Buitenlandse religieuzen merken wel eens op dat hun Nederlandse medereligieuzen geneigd zijn te denken het beter te weten en zo gesprekken te domineren. Daardoor beletten zij de leden uit het Zuiden om initiatieven te ontplooien. Sommigen merken zelfs op dat men zich soms meer een object van hulp voelt dan een subject dat in staat is hulp te geven. Het is essentieel dat men de jongere medereligieuzen ruimte geeft om zaken op eigen manier op te pakken en initiatieven te nemen.
Contact met de eigen wortels
Veel buitenlandse religieuzen hebben sterk de behoefte af en toe onder landgenoten te verkeren, de eigen taal te spreken, gerechten te eten die men van huis uit kent. Het is goed dat er momenten zijn van identiteitsbeleving, om de vertrouwdheid met landgenoten en eigen tradities te beleven. Het verlicht de eenzaamheid die iedereen wel eens voelt. De moedertaal is en blijft toch de taal van het eigen hart.
Tegelijk is hier een waarschuwing op zijn plaats. Het is voor nieuwkomers verleidelijk om vaak de eigen culturele sfeer op te zoeken. Dat kan het inculturatieproces in de weg staan. Ook de huidige communicatiemiddelen kunnen een belemmering vormen om echt thuis te raken in Nederland. Spreek hierover met elkaar en spreek elkaar hier op aan.
Inculturatie als voortdurend proces
De culturele schok kan maanden en zelfs jaren duren, en kan zich ook herhalen. Het is in deze periode belangrijk dat men de buitenlandse medereligieus laat voelen deel uit te maken van de gemeenschap, de plaatselijke setting en de plaatselijke kerk.

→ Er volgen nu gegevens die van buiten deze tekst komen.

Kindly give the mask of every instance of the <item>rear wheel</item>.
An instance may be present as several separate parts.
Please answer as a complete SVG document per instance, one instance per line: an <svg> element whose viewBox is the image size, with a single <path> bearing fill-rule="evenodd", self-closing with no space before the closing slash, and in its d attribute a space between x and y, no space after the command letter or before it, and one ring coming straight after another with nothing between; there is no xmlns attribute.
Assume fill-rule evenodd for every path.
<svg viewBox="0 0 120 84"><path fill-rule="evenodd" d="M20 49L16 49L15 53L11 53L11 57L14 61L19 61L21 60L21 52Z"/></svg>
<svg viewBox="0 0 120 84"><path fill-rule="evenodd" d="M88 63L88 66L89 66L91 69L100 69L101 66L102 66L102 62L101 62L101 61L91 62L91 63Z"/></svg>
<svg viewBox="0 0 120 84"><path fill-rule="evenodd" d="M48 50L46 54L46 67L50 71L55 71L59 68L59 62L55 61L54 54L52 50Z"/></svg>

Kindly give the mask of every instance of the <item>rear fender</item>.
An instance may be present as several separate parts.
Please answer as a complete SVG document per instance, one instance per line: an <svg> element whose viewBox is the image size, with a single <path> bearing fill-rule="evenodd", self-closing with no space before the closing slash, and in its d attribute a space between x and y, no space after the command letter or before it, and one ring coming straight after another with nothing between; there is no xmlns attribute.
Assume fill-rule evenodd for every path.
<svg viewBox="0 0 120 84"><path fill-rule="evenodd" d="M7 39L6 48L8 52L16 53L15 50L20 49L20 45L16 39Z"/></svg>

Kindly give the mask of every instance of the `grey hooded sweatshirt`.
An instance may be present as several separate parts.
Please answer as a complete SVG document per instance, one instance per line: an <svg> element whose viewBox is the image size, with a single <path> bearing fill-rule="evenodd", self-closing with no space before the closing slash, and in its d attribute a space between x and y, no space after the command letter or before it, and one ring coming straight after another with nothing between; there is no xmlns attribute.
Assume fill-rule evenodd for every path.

Buitenlandse religieuzen die al langere tijd in Nederland zijn, beschrijven een ontwikkeling die gaat van aanpassing naar acceptatie van de eigenheid. De eerste jaren steekt men veel energie in het leren van de taal en de nieuwe cultuur. In deze beginperiode neigt men ertoe zich zoveel mogelijk aan te passen. Pas later, wanneer mensen zich minder onzeker voelen over hun omgeving en hun eigen functioneren daarbinnen, lukt het om de ‘aanpassingsneigingen’ van zich af te schudden. Men leert accepteren dat men in sommige opzichten anders is, met een buitenlands accent, met een eigen culturele achtergrond. En men ontdekt dat men vanuit eigen achtergrond en persoonlijkheid nieuwe dingen kan inbrengen hier, en dat dat voor iedereen een verrijking kan betekenen. Het kost pijn en moeite om zover te komen. Maar deze religieuzen geven ook aan dat ze in dit hele proces een enorme groei hebben doorgemaakt als mens. De ervaringen in een andere cultuur en een ander land geven een bredere visie op het leven. Het maakt dat men dingen gemakkelijker relativeren kan.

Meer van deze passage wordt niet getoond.